I woke up with a jolt, heavily groggy and my body heaving a full body cough on instinct. It felt as if the ocean was concealed in my brain, the disorient feeling making me feel as if I was swaying in the waves. I couldn't understand why my lungs were so strained or why it hurt to breathe. Why is it so smokey? 

That's when the panic kicked in for me. All I could hear was the crackling of the wood and drywall as the thick smoke started to billow from under my bedroom door and flow up to the ceiling like it was swallowing my room whole.

"NOVALIE!" I hear my mother shout, the distance sounding so strained as the panic in my mother's voice had me immediately jumping from my bed and running to my door. She has asthma and she can't handle something like this and yet, she's worried about getting to me. I stand there for a moment and stare at the door knob and hesitate, I've been taught all my life the metal could be hot if there is fire on the other side of the door. Even though my knee jerk reaction is to open the door open and fly down the stairs to their room. All the times my dad would instruct me each time we made a fire or practiced safety drills. "John, what if it started up there?!" My mother's voice was so hoarse and strained. My heart aches at how long she could have been calling out for me?

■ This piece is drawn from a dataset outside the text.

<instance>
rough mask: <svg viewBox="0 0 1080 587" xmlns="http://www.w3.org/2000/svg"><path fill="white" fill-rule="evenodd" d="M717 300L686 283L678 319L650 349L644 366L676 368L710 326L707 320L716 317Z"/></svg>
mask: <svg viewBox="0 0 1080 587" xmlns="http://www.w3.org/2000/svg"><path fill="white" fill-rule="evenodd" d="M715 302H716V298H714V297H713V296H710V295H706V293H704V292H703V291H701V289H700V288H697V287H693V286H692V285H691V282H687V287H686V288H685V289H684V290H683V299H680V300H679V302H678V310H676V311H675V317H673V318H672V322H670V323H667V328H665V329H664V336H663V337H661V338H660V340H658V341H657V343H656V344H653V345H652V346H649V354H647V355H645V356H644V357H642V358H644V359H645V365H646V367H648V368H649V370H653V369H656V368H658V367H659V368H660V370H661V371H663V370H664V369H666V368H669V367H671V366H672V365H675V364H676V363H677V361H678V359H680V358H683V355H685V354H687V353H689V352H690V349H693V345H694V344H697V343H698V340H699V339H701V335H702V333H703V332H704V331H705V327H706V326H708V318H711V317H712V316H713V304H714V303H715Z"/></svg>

"MOM!?" I yell back as loud as I can to let her know that I am okay for the most part. the smoke thats rolling in from under the door was getting thicker and thicker. Which meant that wherever the fire started, it was getting closer and closer to the stairs by my room. My eyes were wide with panic as the dry air stung them, darting around my room trying to assess the situation and cursing for not coming up with anything useful. I couldn't take in enough air, which at the moment was scarce. I am hoping that it's just like that up here on the second story, I just need them to be okay. I can hear the crackling getting louder and the sound of fire raging in the hallway. What the fuck am I supposed to do? My hands shoot to my head, gripping at the roots as I turn around to see my window slightly open. I leave my window like that on summer nights just to hear the frogs and crickets screech to the heavens, it helps me sleep. Even thought my dad hastes it, seeing it as a waste since the air conditioner is on.

Not even thinking, I launch myself to the window so I can look down to see that the flames have consumed this side of the house on the first level. It's only a matter of time before the floor below my feet collapses and I end up burning to death. "Shit" I mutter to myself as I slowly get on my knees so I can start crawling on the floor so I can stop inhaling all this smoke.

I start violently coughing again, getting just a fraction of fresh air, my chest heaving and aching. I can hear a dull thudding in the distance and a loud scream of frustration. I can only guess it's the landing of the steps. "NOVALIE! I DON'T THINK I CAN GET TO YOU!" My father shouted, I could hear the fear in my dad's voice, the unsetting realization that there wasn't a way we could all get to safety. It scared me to my core, my dad wasn't one to be frightened in any situation, he was the brave one. Always telling me that pain was temporary and that he could get through anything. 

If I am trapped up here, then they could be trapped down there.

I can feel the tears trying to fall from my eyes but the heat dries them before they can even fall. Each possible outcome has already flashed through my mind causing me to fold into myself as I lay on the floor of my bedroom. Even though there was only smoke in my room, the heat still danced across my face. I can't just lay here and just wait to either die or be rescued, but everything that I have been taught over the years had eddied from my mind.

The distant thudding hasn't stopped or weakened, meaning my dad was still trying to find some way to get to my room. Each thud was a nudge for me to get up and not just lay there and let it happen. Memories calling out to me from when my father first taught me how to handle a gun when I was ten.